Lorsqu'elle eut fini, elle s'éloigna calmement de cette ville ravagée, son poing brillant d'une magie sombre. Elle serrait sa prise sur son couteau ensanglanté, essuyant la lame par magie.

Quelques jours plus tard, une patrouille de gardes retrouvait cette femme.

Elle se trouvait dans un petit village isolé, qui avait été totalement ravagé. La totalité des individus avaient été égorgés et brûlés au centre du village. L'horrible carnage avait été aperçu à des kilomètres de distance, l'épaisse fumée sombre servait de phare à tous ceux qui approchaient.

La magicienne souriait devant ce spectacle. Enfin, c'était fait. Après toutes ces années à ressasser ses souvenirs et à rêver de sa vengeance chaque nuit, ces arriérés avaient payé. Elle avait eu sa vengeance. C'était enfin fini.

La jeune femme sourit, soulagée. L'odeur qui s'échappait du charnier était insoutenable, mais ce parfum de justice vengeresse était le plus doux de tous selon elle. Elle pouvait enfin passer à autre chose.

La magicienne allait partir, quitter les ruines vers un lieu inconnu, lorsqu'un concert de voix froides l'interrompit dans ses pensées. Plusieurs gardes se tenaient à l'orée de la forêt, la tenant en joue avec leurs flèches.

- Sale monstre, souffla la prêtresse venue en renfort pour les aider à appréhender cet être maléfique. Tu vas devoir répondre pour tes crimes.
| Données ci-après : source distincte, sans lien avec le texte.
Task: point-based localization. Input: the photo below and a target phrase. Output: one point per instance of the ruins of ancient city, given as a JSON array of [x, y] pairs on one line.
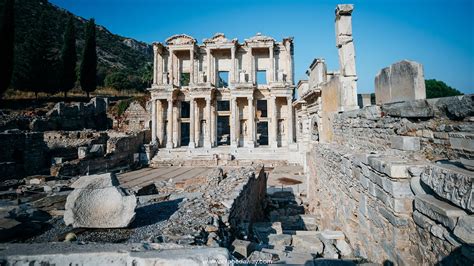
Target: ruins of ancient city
[[233, 161]]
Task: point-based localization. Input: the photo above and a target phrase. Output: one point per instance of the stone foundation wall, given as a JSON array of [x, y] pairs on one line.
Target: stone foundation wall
[[386, 181], [121, 150], [22, 154]]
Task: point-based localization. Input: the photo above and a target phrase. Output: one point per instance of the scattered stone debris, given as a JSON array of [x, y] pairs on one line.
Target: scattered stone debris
[[98, 202]]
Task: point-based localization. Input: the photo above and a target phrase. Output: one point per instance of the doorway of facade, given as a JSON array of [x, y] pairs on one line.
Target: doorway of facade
[[184, 134], [223, 130], [262, 133]]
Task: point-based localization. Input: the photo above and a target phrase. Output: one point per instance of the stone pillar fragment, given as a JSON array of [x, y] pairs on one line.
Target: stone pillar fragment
[[169, 134], [402, 81], [234, 133], [207, 135], [191, 66], [251, 123], [233, 65], [347, 67], [274, 123], [153, 122], [159, 121], [290, 119], [192, 118], [155, 65]]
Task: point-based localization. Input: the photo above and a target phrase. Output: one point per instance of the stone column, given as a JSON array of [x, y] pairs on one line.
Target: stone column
[[192, 122], [289, 131], [208, 50], [155, 64], [207, 136], [191, 67], [176, 129], [347, 67], [234, 133], [251, 66], [171, 67], [233, 65], [169, 134], [251, 123], [274, 124], [159, 120], [153, 122], [272, 65]]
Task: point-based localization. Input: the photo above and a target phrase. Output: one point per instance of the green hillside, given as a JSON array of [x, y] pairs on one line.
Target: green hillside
[[116, 54]]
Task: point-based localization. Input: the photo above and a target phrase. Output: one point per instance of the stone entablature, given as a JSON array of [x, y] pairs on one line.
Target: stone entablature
[[207, 95]]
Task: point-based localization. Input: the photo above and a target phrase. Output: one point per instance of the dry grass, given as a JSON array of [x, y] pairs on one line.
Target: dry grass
[[12, 94]]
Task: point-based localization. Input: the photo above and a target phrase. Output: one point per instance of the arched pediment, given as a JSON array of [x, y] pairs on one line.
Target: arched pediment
[[218, 38], [260, 38], [180, 39]]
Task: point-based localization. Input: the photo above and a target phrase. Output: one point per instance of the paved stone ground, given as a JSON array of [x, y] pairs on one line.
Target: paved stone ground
[[147, 176]]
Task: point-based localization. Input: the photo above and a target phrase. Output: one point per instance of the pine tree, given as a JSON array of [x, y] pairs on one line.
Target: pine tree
[[88, 76], [7, 34], [68, 58]]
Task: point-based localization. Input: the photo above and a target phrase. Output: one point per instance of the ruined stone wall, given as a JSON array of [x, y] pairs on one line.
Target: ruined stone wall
[[383, 181], [23, 153], [122, 150]]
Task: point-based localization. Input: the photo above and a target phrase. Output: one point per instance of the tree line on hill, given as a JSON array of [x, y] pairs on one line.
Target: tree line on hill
[[39, 54]]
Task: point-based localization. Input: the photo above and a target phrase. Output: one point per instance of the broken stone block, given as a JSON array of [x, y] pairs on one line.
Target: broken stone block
[[437, 210], [242, 247], [333, 235], [464, 230], [344, 248], [146, 190], [98, 202], [307, 243], [97, 150], [402, 81], [279, 241], [405, 143], [82, 152]]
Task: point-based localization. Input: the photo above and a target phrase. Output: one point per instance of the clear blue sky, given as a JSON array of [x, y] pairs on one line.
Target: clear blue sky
[[437, 33]]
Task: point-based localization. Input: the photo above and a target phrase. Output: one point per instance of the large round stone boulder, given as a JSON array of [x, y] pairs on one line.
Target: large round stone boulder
[[97, 201]]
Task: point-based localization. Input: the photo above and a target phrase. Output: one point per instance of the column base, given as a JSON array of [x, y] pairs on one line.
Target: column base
[[274, 144], [249, 144], [207, 145]]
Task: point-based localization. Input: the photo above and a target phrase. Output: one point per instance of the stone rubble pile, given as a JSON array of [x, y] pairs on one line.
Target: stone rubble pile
[[290, 236], [97, 201]]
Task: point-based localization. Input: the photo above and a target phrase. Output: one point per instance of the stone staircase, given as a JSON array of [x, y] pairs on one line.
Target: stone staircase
[[292, 237]]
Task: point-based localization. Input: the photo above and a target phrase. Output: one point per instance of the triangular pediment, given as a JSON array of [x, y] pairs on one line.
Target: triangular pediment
[[180, 39]]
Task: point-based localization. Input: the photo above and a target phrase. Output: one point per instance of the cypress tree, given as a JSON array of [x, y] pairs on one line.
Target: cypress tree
[[68, 58], [88, 70], [7, 34]]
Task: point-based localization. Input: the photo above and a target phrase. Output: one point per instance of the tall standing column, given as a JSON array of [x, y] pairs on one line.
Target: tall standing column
[[169, 134], [234, 118], [232, 65], [251, 66], [289, 131], [153, 122], [209, 76], [251, 123], [191, 67], [274, 124], [176, 139], [347, 66], [155, 64], [192, 118], [159, 121], [207, 136], [272, 65], [171, 67]]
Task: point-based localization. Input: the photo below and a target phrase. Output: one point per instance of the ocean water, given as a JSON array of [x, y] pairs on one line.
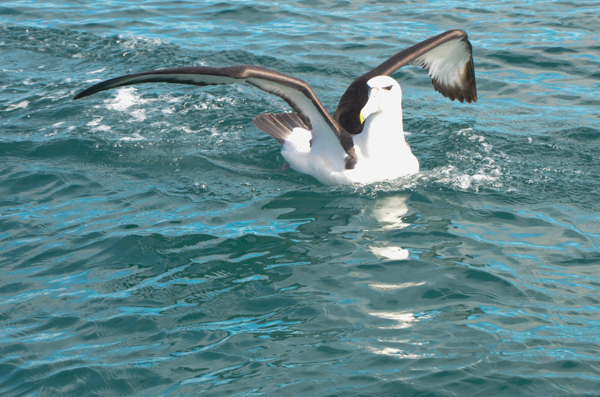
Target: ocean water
[[151, 246]]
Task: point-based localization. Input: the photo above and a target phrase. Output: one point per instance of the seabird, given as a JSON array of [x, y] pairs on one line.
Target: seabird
[[364, 139]]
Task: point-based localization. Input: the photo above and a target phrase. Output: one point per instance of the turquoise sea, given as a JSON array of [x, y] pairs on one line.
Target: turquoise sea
[[151, 246]]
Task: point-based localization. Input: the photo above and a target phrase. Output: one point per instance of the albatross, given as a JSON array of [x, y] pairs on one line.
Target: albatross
[[364, 140]]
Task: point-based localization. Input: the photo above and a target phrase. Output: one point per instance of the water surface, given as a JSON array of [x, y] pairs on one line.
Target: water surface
[[150, 246]]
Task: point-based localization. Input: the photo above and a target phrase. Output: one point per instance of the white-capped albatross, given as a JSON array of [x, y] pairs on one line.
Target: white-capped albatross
[[364, 139]]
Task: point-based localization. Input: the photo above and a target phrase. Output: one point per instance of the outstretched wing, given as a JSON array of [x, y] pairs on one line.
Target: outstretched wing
[[449, 62], [298, 94]]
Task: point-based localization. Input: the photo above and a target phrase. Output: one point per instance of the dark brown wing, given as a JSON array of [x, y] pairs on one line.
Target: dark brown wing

- Tu ignores la vérité, répondit celle qui fut jadis une enfant terrifiée à qui on avait arraché sa mère. C'est ma vengeance et personne ne me la retirera.

La miko ne chercha pas à comprendre, ni même à négocier avec cette utilisatrice de magie noire. Elle sortit son gohei et ses sceaux, se préparant à une âpre lutte.

- Je suis Junko Hakurei, déclara t-elle avec confiance, celle qui te châtiera et te scellera. Je veux connaître le nom de celle que je vais vaincre.

- Présomptueuse, murmura l'être maléfique, tu penses vraiment pouvoir me vaincre ? Quel que soit le résultat, tu seras perdante. Tu ne peux rien, alors écartes-toi. Ton gohei est inutile face à la lame de la haine. Même si tu me scelles, je ne laisserais pas cette offense impunie. Je te ferais comprendre ma souffrance. Si tu ne le comprends pas, tes héritiers le feront. Un jour, je reviendrais pour tuer de mes mains tes descendants.

- Qui es-tu ? redemanda la miko.

La femme aux longs cheveux verts sourit, l'arme à la main. Elle était prête à se battre, même si elle sentait qu'elle serait vaincue. Elle attendrait, car tôt ou tard, les sceaux se brisent.

- Tu veux savoir qui je suis ? murmura t-elle avec un regard amusé. Très bien, retiens bien mon nom, grave-le dans ton esprit.

La jeune femme aux yeux verts fixa la Hakurei, sentant que son destin serait lié à cette famille.

- Désormais, tu peux m'appeler … Mima.